Delayed Branching in PA-RISC

A primary goal of the PA-RISC architecture is to complete the execution of a useful instruction in each machine cycle. Branch is difficult to implement in one cycle because we must first compute the branch address, then go to memory again to retrieve the instruction at that address. PA-RISC is a pipelined processor, meaning that it has a pipeline of instructions that it is preparing to execute while it is actually executing the current instruction. As long as the instructions execute in sequence, the hardware to pre-retrieve the following instructions is fairly straightforward. When we branch, we cannot have the instruction at the branch destination in our pipeline because we don't know in advance which instruction it is. The choice seems to be between using two cycles to execute the branch or stretching the length of the basic cycle time to allow for retrieving the branch location from memory. Neither choice seems attractive.

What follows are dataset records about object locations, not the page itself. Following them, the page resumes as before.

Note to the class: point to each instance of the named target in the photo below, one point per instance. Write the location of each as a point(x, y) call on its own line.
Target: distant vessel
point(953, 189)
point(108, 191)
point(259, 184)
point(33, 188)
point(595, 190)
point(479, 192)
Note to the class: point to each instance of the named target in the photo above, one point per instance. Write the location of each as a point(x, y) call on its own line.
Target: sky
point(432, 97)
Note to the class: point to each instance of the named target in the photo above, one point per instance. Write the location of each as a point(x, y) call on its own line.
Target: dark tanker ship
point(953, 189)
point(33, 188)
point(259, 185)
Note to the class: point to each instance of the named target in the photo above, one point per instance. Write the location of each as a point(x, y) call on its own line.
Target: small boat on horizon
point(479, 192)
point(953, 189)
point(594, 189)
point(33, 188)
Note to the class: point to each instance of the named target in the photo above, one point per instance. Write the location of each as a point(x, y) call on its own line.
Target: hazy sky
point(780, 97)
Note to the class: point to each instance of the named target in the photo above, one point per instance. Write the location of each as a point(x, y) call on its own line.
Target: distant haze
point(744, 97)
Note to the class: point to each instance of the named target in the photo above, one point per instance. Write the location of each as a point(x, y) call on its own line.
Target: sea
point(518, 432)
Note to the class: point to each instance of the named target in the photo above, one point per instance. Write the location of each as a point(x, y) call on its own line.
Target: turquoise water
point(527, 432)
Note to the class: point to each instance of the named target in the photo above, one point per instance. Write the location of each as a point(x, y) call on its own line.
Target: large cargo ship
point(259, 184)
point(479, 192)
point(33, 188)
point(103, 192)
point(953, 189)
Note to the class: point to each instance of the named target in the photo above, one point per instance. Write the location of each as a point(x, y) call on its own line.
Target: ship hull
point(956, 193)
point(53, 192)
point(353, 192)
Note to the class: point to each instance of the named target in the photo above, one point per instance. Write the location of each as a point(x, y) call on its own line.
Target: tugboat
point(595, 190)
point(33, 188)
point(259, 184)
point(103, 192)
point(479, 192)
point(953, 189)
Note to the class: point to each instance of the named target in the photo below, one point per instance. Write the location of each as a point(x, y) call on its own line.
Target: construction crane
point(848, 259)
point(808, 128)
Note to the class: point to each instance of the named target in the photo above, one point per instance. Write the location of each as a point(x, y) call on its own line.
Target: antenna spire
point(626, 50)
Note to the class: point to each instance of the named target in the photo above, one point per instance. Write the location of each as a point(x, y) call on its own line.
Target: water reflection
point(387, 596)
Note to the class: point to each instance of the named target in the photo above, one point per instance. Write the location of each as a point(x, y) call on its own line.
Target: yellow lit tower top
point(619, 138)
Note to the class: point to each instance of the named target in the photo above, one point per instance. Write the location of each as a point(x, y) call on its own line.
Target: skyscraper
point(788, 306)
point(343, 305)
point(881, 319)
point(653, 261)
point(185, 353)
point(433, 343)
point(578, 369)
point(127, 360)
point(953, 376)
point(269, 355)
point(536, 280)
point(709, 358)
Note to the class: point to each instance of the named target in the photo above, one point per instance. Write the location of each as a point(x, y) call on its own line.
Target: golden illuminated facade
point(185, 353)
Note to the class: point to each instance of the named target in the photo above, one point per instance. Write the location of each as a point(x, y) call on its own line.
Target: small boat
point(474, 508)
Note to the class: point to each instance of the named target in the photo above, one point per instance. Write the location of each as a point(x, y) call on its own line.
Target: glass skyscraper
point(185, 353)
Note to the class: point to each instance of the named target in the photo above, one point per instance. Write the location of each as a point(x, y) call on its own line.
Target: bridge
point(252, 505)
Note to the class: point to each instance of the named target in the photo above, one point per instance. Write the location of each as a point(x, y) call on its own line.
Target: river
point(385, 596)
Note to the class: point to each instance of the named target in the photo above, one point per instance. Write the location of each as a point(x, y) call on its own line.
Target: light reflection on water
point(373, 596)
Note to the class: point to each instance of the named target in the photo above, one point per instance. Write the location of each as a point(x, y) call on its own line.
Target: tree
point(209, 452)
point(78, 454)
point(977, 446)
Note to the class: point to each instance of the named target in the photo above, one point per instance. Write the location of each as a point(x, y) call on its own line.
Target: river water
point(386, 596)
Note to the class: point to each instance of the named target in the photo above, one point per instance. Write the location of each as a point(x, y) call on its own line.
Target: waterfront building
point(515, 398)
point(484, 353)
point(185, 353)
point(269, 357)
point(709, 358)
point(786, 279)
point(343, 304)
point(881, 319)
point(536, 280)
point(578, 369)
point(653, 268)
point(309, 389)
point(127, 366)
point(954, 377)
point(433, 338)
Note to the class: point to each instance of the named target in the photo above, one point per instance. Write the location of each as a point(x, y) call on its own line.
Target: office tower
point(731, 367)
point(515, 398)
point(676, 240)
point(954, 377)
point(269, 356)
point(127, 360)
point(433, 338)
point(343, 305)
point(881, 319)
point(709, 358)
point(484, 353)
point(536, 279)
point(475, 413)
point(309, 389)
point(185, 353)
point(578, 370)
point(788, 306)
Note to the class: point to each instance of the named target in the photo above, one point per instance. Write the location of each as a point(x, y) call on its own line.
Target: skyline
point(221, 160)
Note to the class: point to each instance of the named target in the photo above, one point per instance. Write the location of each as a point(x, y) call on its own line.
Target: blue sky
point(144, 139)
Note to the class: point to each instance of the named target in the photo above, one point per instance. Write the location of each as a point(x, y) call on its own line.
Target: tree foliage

What PA-RISC does is ingenious and profoundly disturbing. PA-RISC delays the execution of the branch for one cycle. As a result, the instruction following the branch (located in the delay slot) is executed before control passes to the branch destination. The compiler looks for an instruction that it can put in the delay slot, one that can be executed during the branch operation without changing the logic:

    BL opencarton       ; branch
    LDW 26 ...          ; load word into register during delay

The BL instruction is executed before the LDW instruction, but does not take effect until one cycle later. The LDW instruction that comes after the BL is actually executed while the BL completes. If the compiler can't find anything useful to do in that slot, you see a No-Op instruction:

    BL closecarton      ; branch
    NOP                 ; code 8000240, actually OR 0,0,0

Delayed Branching is the same as if we could pack our bags while flying to our destination:

      1.  book our flight
      2.  reserve hotel room
      3.  reserve rental car
      4.  fly to destination
      5.       (pack suitcase during the delay slot)
      6.            collect baggage
      7.            get rental car
      8.            check into hotel

The delayed branch is not just an intellectual curiosity. When you set Debugger breakpoints, you must remember that the instruction after the branch will be executed before the branch. Setting breakpoints near branches can stretch your imagination. The newest PA-RISC designs are even more radical. They speculatively execute many instructions at once, out of sequence, then undo the ones that have a conflict. This makes delayed branching seem almost ordinary.